Market Shrugs Underwhelming Earnings Season

Market Shrugs Underwhelming Earnings Season

With more than 70% of the market capitalization of the S&P 500 already out with Q1 earnings results, we have a fairly representative sample from which to draw conclusions about this earnings season. It’s been an ‘average’ earnings season, with some aspects that fall in the ‘below-average’ category. But overall, the Q1 earnings season has turned out to be not materially different from what we have been seeing over the last few earnings seasons.

Including the earnings releases after the market close on Tuesday, April 30th, we have Q1 from 316 S&P 500 companies. Total earnings for these 316 companies that have reported results already are up +2.6%, with 66.8% of the companies beating earnings expectations. Revenues are down -2.1%, with only 36.1% of the companies coming ahead of top-line expectations. The median surprise is a respectable +3.2% for earnings and negative -0.4% for revenues.

The earnings growth rate and ‘beat ratio’ (% of companies coming out with positive surprises) for these 316 companies is comparable what these same companies reported in 2012 Q4 and the last few quarters. But the revenue growth rate and ‘beat ratio’ is lower, with the beat ratio particularly weak in the current period.

The composite growth rate for Q1, where we combine the results of the 316 companies that are out with the 184 still to come, is for a rise of +1.6% in total earnings on -0.9% lower revenues. This compares to the earnings growth rate of +2% on +3.7% higher revenues.

The predominantly negative tone of company guidance has prompted downward adjustments to estimates for the second quarter 2013, but estimates for the second half of the year have held up quite well. Total earnings in the second quarter are now expected to be up +1.4%, which is down from +2.2% a week ago and +3.6% two weeks back. As such, consensus expectations are for first half 2013 total earnings growth of +1.5% to be followed by +10% growth in total earnings in the back half, which flows through into 2014 (+11.3%).

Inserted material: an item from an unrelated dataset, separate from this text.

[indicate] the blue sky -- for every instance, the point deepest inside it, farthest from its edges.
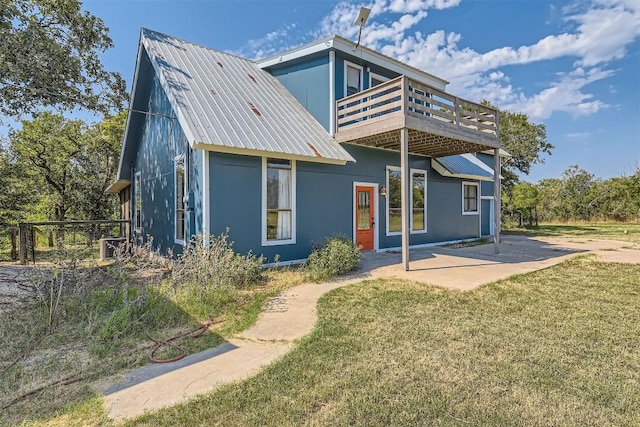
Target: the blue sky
(571, 65)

Recent economic data from home and abroad will likely prompt a reassessment of these consensus expectations. But the big question is with respect to how the market would react to this expected downward adjustment to earnings expectations. It has essentially shrugged such revisions thus far, but we will have to wait and see what happens in the coming days.

Key Points

  • Total earnings for the 316 S&P members that have already reported first-quarter 2013 results are up +2.6%, with 66.8% of the companies beating earnings expectations. Total revenues are down -2.1%, with only 36.1% of the companies coming ahead of revenue expectations.

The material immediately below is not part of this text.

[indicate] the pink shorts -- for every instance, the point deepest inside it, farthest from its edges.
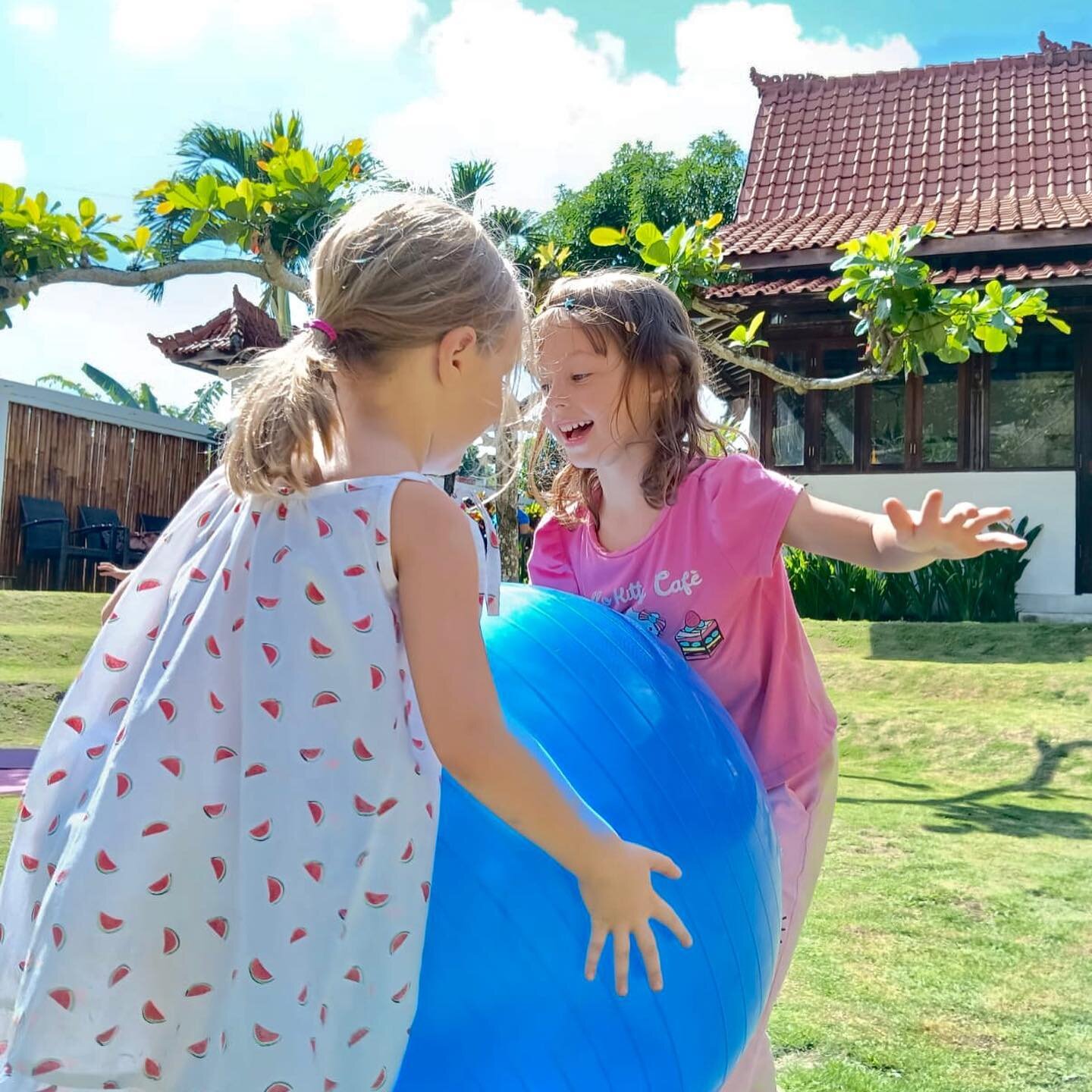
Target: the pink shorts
(802, 809)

  • The earnings growth rate and ‘beat ratio’ for these 314 companies is comparable to what these same companies reported in the last few quarters, though revenue performance is on the weak side.

  • Tech earnings were weak last quarter and they are even weaker this time around. The sector’s earnings weakness is broad based and not solely due to the negative comparisons for Apple (AAPL) and Intel (INTC).

  • The composite growth rate for Q1, combining the 314 reports that have come out with the 186 still to come, is for +1.6% earnings growth on -0.9% lower revenues and modestly higher margins.

  • Tough comparisons account for the weak earnings growth picture. Total earnings reached their highest quarterly total in the first quarter of 2012 and have yet to get back to that level.

  • Unlike the last many quarters, Finance is a drag on growth this quarter, with tough comparisons at Bank of America (BAC) and AIG (AIG) accounting for most of the sector’s earnings weakness.

  • There hasn’t been much earnings growth in recent quarters, but the absolute level of quarterly earnings is expected to have bottomed in 2012 Q4 and start going up from 2013 Q2 onwards.

  • Net margins are expected to be essentially flat in Q1, but start expanding from the second quarter onwards. For the full year 2013, net margins are expected to top the 2006 peak and expand even more in 2014.

  • Total earnings are expected to increase by +6.2% in 2013 and +11.3% in 2014. In dollar terms, earnings are expected to total $1.03 trillion in 2013 and $1.14 trillion in 2014, up from the 2012 total of $965 billion.

  • The bottom-up ‘EPS’ for the S&P 500 for 2013 and 2014 currently stands at $109.19 and $121.53, respectively. The top-down ‘EPS’ estimates for 2013 and 2014 currently stand at $107.83 and $114.80. It seems that Wall Street strategists are a bit less enthusiastic about the earnings picture than the analysts.